El proyecto nació cuando Ruijssenaars, observando el ambiente que lo rodeaba, comprendió que la gravedad es el factor fundamental que rige las decisiones arquitectónicas en este planeta. "No importa dónde uno viva o en qué cultura lo hayan educado; todo el urbanismo, el diseño y la arquitectura están dictados por la gravedad. Me preguntaba si era posible hacer un objeto, un edificio o una pieza de mobiliario donde otro tipo de poder dictara la imagen", explica Ruijssenaars, exitoso arquitecto (máster en Ciencias) y fundador de la firma Universe Architecture, con sede en Amsterdam, que opera en las áreas de planificación urbana, arquitectura y diseño. La Cama Flotante es un ejemplo curioso -y notable- de este proceso de interrelación disciplinaria.
Ante el desafío de escaparle al inefable poder de la gravedad, nuestro héroe comenzó usando imanes de refrigerador y luego pasó a realizar sus propios modelos a escala con imanes cerámicos para testear su idea primigenia, hasta llegar a la concreción de lo que denomina "el primer objeto del mundo basado en la no-gravedad", en la forma de esta inusual cama. Fueron nada menos que seis años de duro trabajo junto a varios especialistas en la materia para desarrollar este proyecto. El debut mundial se produjo en junio de 2006, con la presentación del modelo 1:5 (a escala, de 60 x 26 x 4 cm) en la Feria de Millonarios en Kortrijk (Bélgica) y en la Feria del Diseño 100% en Rotterdam (Holanda), causando inmediata sensación por su concepto, pero ante todo por su increíble aspecto. El mobiliario convencional permanece en contacto con la tierra a través de la gravedad, pero mediante imanes instalados dentro del piso y de la cama (mantenida en posición horizontal o vertical por cuatro finos cables de acero), ésta supera dicha energía fundamental y cae... hacia el cielo. De ahí su nombre en inglés, Falling Up.

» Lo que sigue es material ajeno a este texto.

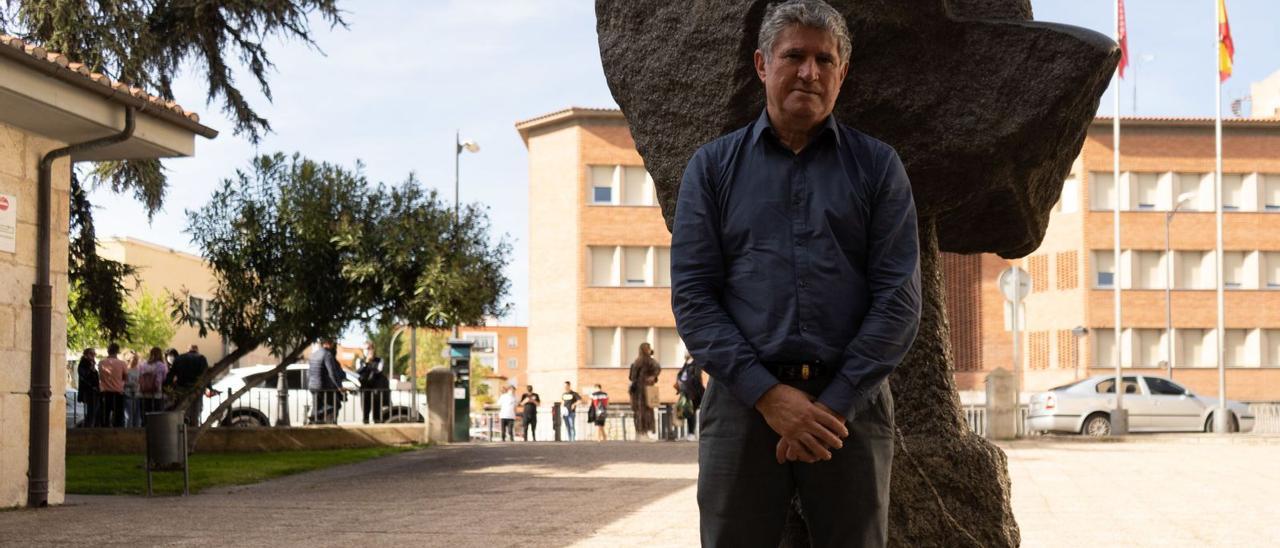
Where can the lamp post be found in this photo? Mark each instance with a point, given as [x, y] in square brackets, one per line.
[1169, 283]
[458, 146]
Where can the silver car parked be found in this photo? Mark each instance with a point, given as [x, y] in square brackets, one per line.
[1155, 403]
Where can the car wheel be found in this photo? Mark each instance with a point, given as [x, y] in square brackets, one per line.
[1097, 425]
[1233, 427]
[245, 421]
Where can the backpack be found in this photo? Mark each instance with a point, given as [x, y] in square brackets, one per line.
[149, 383]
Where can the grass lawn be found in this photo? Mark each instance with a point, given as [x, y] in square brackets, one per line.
[126, 474]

Gracias al uso de material permanentemente magnético (no utiliza electricidad ni otra forma de energía que el magnetismo), el modelo a escala completa soporta una carga de hasta 900 kilos (unas once personas), suspendida a 40 centímetros del piso; mide 1,3 m x 3 m x 0,25 m y necesita un espacio de 12 m x 6 m para su instalación, que puede ser tanto en interiores como en exteriores. Sus funciones y posibilidades no se quedan en la de simple lecho: también puede ser sofá, mesa de comer japonesa, plataforma para exponer productos o base para un pabellón flotante. Aun así, hay detalles para tener en cuenta: "No es del todo confortable por ahora", admite Ruijssenaars, quien sugiere el agregado de almohadones y ropa de cama antes de usarla. Asimismo, la gente con piercings u otros elementos metálicos dentro o fuera de su cuerpo no tendrá problemas para dormir en esta fascinante superficie, aunque se aconseja no interponerse con el campo magnético que fluye entre la cama y el piso.
Y un detalle extra: el campo magnético encima de la cama flotante ha sido reducido para que las tarjetas de crédito no se vean afectadas. Detalle nada menor, teniendo en cuenta los precios de esta maravilla sólo apta para millonarios: nada menos que 1.200.000 euros por el modelo a escala completa y 115.000 a escala reducida (este último se usa como objeto de arte o deslumbrante estante). La firma se encarga del traslado y la instalación y propone el sistema único de State Exclusivity, que garantiza la venta de una sola unidad por país. Más allá de la fama mundial que le ha traído su invento, Ruijssenaars no tiene que dormirse en los laureles: el mobiliario magnético de la novela de Vonnegut no fue un suceso económico debido a su impracticidad y sus costos. Pero bien sabemos, soñar no cuesta nada... a no ser, claro está, que lo hagamos en esta cama.